Las agencias financieras estadounidenses no cumplieron con el plazo establecido por la ley GENIUS Act para publicar las regulaciones finales. La fecha clave, el 18 de julio, ya pasó, y el mercado aún no ha recibido reglas claras para los emisores de stablecoins. La ley, firmada exactamente hace un año, exigía el desarrollo de disposiciones de implementación, pero las entidades responsables se limitaron a borradores y períodos de comentarios abiertos.

Según mi análisis, la situación revela un problema sistémico: la maquinaria burocrática de EE. UU. no estaba preparada para adaptarse rápidamente a la dinámica del mercado de criptomonedas. La Oficina del Contralor de la Moneda (OCC), la Reserva Federal (Fed), la FDIC, la NCUA y el Departamento del Tesoro debían crear conjuntamente un marco normativo, pero en su lugar vemos iniciativas fragmentadas.

¿Qué se ha publicado hasta ahora?

La OCC presentó en marzo un amplio borrador que cubre activos de reserva, capital, liquidez y gestión de riesgos. La FDIC emitió en abril estándares prudenciales, incluyendo cuestiones sobre el seguro de depósitos para las reservas de stablecoins. La NCUA publicó en febrero y mayo propuestas sobre licencias y gestión operativa. Sin embargo, todo esto son solo borradores, no reglas finales.

Merece especial atención la postura del Departamento del Tesoro. Los principios de regulación a nivel estatal, que deben definir los criterios de "similitud sustancial" con el régimen federal, siguen en desarrollo. Esto crea incertidumbre legal para los emisores que operan en jurisdicciones con enfoques diferentes.

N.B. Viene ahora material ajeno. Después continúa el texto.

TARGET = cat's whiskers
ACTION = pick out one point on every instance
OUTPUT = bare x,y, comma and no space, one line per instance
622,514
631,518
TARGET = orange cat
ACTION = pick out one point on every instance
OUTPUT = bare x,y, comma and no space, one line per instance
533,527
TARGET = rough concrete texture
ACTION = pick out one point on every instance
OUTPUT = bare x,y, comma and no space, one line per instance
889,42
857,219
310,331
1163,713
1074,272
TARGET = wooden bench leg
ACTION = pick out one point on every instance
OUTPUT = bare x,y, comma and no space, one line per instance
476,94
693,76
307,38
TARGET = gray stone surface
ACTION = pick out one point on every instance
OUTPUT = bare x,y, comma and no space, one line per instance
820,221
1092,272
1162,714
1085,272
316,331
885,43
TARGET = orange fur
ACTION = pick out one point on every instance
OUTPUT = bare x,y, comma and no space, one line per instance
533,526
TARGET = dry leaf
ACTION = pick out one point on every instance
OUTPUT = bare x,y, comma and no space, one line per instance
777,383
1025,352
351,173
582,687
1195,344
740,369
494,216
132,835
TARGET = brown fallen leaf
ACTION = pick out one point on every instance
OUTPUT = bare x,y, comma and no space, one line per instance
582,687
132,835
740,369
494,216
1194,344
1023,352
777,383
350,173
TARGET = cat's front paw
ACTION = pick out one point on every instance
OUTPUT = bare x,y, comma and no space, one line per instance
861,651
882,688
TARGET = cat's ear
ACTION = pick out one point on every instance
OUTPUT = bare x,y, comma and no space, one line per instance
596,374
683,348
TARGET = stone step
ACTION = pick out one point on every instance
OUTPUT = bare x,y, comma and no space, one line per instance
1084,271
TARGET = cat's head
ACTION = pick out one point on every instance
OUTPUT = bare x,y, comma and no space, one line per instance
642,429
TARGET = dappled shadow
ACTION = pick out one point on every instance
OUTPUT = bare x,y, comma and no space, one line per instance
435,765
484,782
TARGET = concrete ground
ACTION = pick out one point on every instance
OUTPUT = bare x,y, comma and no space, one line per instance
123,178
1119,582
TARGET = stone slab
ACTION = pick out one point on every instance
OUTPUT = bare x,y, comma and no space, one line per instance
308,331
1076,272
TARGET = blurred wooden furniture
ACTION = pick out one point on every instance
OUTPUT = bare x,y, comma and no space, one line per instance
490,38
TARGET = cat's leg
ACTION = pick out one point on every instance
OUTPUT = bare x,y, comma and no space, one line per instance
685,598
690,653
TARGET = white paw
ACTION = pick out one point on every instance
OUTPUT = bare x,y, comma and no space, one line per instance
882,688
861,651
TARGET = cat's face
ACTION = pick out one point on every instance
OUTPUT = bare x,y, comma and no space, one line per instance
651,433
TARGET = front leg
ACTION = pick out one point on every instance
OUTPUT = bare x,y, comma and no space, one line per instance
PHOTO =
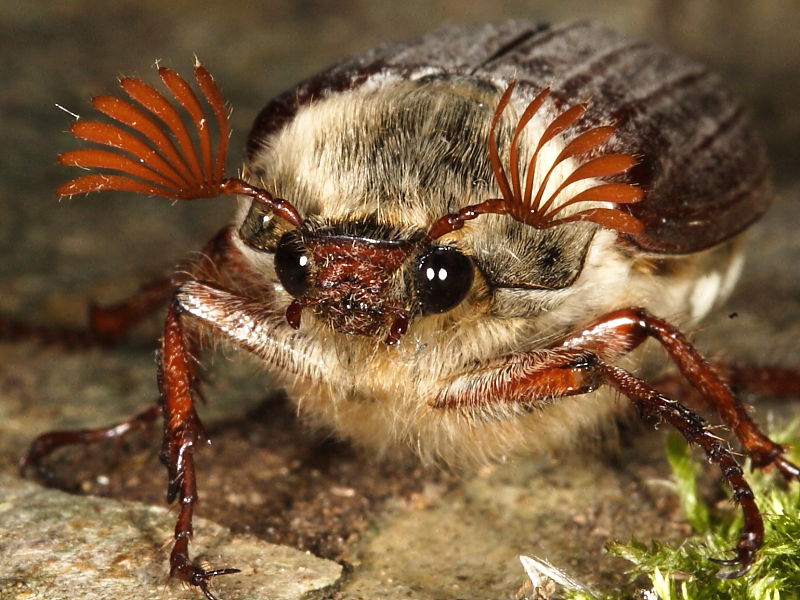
182,432
537,378
621,331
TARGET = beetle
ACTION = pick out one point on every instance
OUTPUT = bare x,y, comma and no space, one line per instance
447,246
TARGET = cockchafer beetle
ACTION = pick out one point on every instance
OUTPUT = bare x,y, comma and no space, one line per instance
446,246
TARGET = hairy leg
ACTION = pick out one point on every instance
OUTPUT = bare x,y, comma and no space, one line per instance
49,442
182,432
106,325
621,331
581,363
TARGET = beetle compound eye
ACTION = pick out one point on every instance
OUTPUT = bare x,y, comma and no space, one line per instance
443,278
292,264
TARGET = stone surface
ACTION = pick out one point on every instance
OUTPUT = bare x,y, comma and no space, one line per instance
405,533
50,542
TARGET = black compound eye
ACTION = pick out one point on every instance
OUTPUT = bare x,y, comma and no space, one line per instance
292,264
443,278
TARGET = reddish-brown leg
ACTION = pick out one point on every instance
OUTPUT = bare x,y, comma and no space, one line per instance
106,325
182,432
570,371
49,442
623,330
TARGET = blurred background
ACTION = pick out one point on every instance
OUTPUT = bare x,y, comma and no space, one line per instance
59,255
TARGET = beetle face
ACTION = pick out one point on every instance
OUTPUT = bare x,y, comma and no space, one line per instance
370,173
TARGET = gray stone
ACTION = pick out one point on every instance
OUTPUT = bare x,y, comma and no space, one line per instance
56,546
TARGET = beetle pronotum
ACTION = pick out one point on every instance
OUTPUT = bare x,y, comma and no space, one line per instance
514,203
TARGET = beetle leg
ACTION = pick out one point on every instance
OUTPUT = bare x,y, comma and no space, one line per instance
49,442
621,331
182,431
106,325
568,371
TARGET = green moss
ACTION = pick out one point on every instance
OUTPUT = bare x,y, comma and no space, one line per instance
687,573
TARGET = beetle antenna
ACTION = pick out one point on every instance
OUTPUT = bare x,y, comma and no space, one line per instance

El problema con la CLARITY Act y las sanciones

La Fed, FinCEN, la OCC, la FDIC y la NCUA emitieron conjuntamente a finales de junio una propuesta sobre identificación de clientes, que exige a los emisores verificar las fuentes de fondos. Los comentarios se aceptan hasta el 21 de agosto. Un documento separado de la FDIC sobre el cumplimiento de la Ley de Secreto Bancario y sanciones también sigue abierto. Esto impone una carga adicional a los participantes del mercado, que deben operar en condiciones de claridad incompleta.

Perspectivas y riesgos

Basándome en mi experiencia con la burocracia estadounidense, al menos varias de las reglas presentadas no se adoptarán antes de finales de este año. El incumplimiento del plazo en sí mismo no retrasa la fecha de entrada en vigor de la GENIUS Act (18 de enero de 2027), pero crea un vacío legal. La ley entra en vigor 18 meses después de su aprobación o 120 días después de la publicación de las reglas finales, lo que ocurra primero. Sin embargo, el Congreso no previó sanciones por retrasos, lo que debilita el mecanismo de cumplimiento.

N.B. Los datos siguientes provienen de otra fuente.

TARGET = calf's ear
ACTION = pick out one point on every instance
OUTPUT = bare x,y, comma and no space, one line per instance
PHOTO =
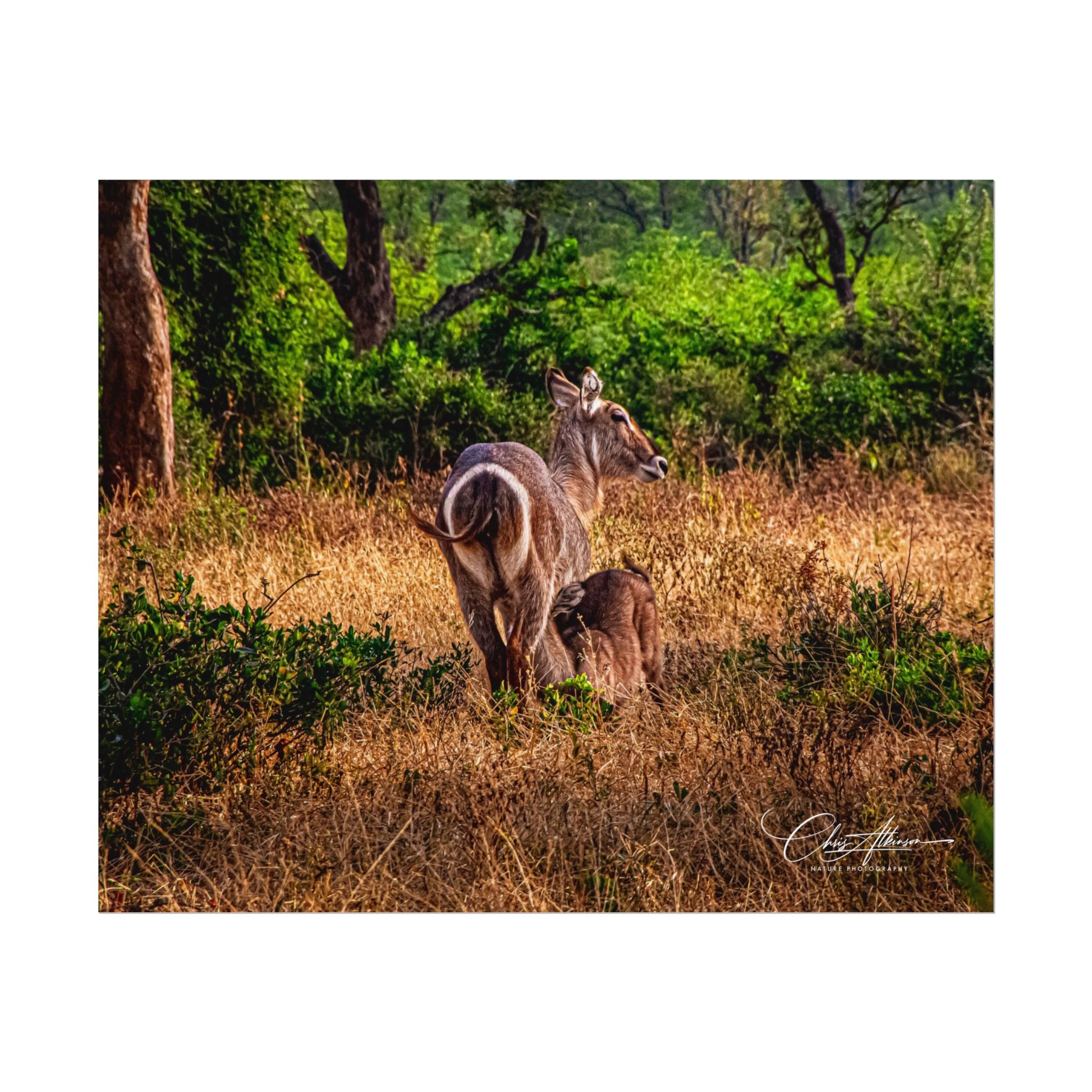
565,394
568,600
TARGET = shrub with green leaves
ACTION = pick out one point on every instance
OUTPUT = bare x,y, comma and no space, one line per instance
207,694
873,649
975,876
575,704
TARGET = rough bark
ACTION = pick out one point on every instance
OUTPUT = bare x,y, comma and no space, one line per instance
836,246
363,287
459,296
137,420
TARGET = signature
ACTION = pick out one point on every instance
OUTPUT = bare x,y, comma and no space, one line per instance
823,836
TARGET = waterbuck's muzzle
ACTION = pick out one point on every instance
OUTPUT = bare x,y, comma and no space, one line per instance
654,470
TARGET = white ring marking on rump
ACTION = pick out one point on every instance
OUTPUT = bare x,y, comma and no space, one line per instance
513,559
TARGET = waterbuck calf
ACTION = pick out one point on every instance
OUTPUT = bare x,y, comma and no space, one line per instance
513,529
609,626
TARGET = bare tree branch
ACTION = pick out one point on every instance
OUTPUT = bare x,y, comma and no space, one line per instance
460,296
322,261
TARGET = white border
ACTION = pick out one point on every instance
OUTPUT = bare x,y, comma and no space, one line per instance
577,90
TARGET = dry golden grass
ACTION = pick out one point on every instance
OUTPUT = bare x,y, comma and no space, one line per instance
658,809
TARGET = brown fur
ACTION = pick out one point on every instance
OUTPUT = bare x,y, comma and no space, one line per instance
513,530
609,627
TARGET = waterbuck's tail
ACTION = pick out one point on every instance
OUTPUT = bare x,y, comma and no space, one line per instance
476,525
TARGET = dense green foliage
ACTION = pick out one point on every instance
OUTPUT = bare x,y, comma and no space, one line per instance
975,876
200,692
710,352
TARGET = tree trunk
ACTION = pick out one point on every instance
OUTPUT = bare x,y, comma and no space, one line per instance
836,246
137,419
363,287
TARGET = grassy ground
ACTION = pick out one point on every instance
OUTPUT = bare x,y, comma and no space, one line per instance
655,809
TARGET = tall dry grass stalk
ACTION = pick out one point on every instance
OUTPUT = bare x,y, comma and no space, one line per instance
657,809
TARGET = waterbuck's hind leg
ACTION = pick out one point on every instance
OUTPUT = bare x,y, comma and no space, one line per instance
652,650
476,605
525,637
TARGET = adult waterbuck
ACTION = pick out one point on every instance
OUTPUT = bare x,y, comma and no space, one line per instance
513,529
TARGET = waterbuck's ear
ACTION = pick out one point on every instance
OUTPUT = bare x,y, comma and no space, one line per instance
590,390
565,394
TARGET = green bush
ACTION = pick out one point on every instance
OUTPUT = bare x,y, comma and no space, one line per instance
873,649
575,704
209,694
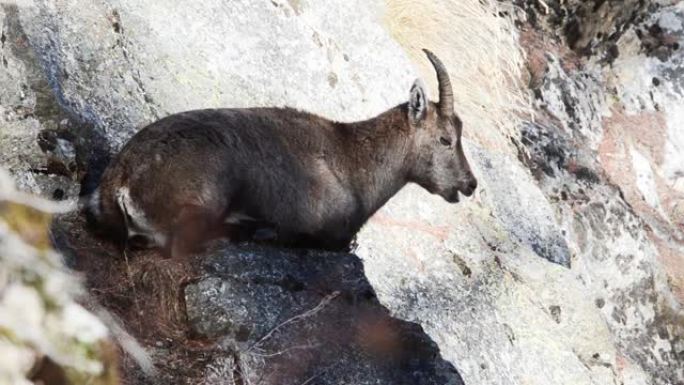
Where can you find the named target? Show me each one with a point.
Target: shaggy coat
(277, 173)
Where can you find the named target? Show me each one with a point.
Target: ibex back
(278, 173)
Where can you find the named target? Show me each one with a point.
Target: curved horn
(446, 94)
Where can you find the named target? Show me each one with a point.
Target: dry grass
(482, 53)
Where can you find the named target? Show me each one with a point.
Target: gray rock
(293, 317)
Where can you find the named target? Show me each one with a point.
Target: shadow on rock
(304, 317)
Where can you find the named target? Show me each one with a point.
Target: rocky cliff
(567, 266)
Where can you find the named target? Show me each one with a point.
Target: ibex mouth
(452, 196)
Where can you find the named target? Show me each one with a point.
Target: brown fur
(277, 173)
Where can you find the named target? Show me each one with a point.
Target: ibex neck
(378, 153)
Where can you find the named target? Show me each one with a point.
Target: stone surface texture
(566, 267)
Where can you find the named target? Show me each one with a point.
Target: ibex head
(441, 166)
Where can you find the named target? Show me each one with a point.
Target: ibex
(277, 173)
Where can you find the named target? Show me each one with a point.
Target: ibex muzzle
(278, 173)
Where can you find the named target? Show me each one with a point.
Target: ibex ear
(417, 102)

Mi conclusión: El retraso en la implementación de la GENIUS Act no es un fallo técnico, sino una señal de la profunda brecha entre la velocidad de desarrollo del mercado cripto y la inercia regulatoria. El mercado de stablecoins en EE. UU. corre el riesgo de perder competitividad frente a jurisdicciones con enfoques más flexibles, como Europa o los EAU. Los inversores deben prepararse para una fase prolongada de incertidumbre que podría extenderse hasta mediados de 2027.